EFFECTIC DESIGNS wrote:^ the problem is the service will become so bad that the technology go end up looking like first class dialup. If they don't have to worry about a customer switching to another provider why should they really care about service? you could run it to the dogs and still make a killing.
What would most likely happen is they could end up setting a bandwidth cap.
Like for the month you are only allowed a certain amount of GB of download and after that you will be disconnected. This is usually how a monopoly ISP runs high speed internet.
It may end up being a good thing for us down here aswell as it will provide us with good service and we will still have a fast connection just limited on how much we can download. This will also be good for the government as we would not be able to use PSN, XBOX live and STEAM on PC to download our Games as it would be more feasible to buy it on disks and just download the updates. This way the government will get their tax from disk based games as opposed to buying online where they cannot get vat and duty.
Only thing is some people use stuff like Netflix and like to watch youtube in HD so all of that will be out of the question. Direct TV will get a chance to make some more money aswell.

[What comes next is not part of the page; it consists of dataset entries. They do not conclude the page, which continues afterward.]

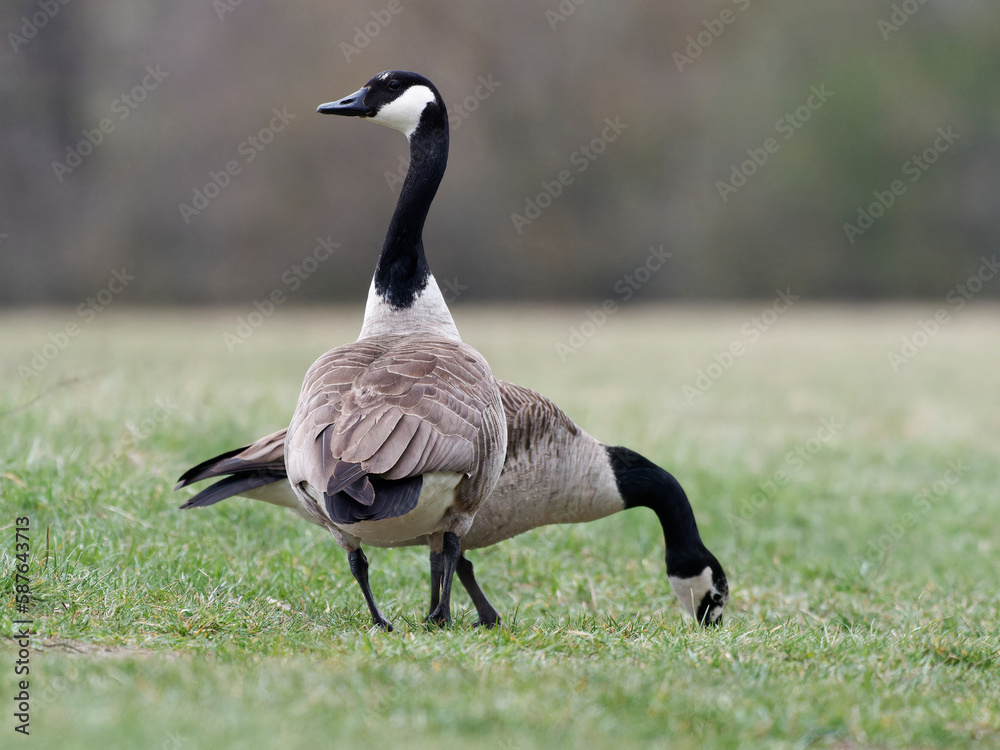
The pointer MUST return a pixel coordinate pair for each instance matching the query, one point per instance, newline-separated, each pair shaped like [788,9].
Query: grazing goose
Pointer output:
[553,472]
[400,435]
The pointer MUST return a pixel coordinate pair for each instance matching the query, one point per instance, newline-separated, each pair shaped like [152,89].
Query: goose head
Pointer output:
[700,584]
[695,575]
[394,98]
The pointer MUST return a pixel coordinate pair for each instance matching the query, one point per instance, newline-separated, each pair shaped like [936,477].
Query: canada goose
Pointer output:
[553,472]
[400,435]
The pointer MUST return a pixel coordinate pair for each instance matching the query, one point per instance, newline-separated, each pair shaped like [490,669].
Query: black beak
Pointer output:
[351,106]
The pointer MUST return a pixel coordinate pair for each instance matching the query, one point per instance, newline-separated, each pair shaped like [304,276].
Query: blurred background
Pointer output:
[841,150]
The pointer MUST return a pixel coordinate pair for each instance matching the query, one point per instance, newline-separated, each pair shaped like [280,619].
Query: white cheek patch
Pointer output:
[403,113]
[691,591]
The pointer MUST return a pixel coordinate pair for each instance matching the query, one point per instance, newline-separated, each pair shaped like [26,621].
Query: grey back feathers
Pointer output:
[394,407]
[553,473]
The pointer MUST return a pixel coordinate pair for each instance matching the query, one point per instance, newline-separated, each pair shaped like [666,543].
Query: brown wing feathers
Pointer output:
[385,412]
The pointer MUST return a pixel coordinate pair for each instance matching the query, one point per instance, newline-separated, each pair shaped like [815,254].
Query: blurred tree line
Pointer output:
[764,145]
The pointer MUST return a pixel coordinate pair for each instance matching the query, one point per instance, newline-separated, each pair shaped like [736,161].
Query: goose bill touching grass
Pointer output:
[553,472]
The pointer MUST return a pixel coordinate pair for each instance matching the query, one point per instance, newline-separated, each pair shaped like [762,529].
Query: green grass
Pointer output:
[239,626]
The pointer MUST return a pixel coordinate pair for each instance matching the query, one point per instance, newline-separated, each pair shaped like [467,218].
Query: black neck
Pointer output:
[402,270]
[644,484]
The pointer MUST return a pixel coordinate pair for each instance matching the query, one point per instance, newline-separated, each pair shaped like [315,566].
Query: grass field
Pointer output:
[853,507]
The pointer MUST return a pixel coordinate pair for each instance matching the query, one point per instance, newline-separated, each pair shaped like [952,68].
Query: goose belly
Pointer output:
[437,496]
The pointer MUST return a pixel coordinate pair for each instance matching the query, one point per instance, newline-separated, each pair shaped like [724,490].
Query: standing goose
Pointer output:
[553,472]
[400,435]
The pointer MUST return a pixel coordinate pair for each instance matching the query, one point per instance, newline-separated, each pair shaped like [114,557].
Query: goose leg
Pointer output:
[437,570]
[451,549]
[488,616]
[359,567]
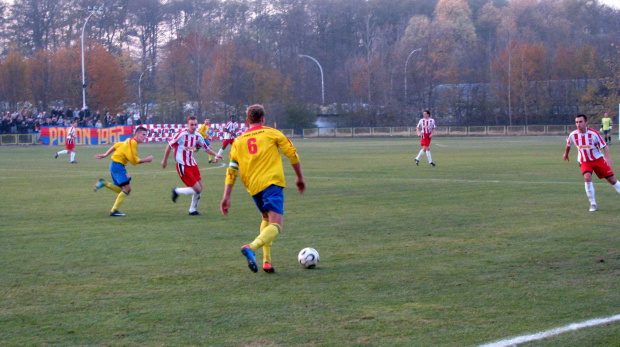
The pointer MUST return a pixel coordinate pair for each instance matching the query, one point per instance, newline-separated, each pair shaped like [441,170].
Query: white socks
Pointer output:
[195,201]
[185,191]
[419,155]
[189,191]
[428,155]
[590,193]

so lets try to look at it on the bright side, killing the broadband market in Trinidad is actually beneficial to the economy and our people. We could go back to supporting the movie pirates on the streets as they too can eat a food, sure we will be going back to the stone age but we will be helping out everyone just like the communists like to do.
EFFECTIC DESIGNS wrote:I am fine by this move as long as C&W gives up their 49% of TSTT
Most likely flow has been making a loss on internet at the cheap rates they were offering. I highly doubt they were making a loss on cable tv.
But can I ask something what would happen if C&W refuses to give up their 49% of TSTT?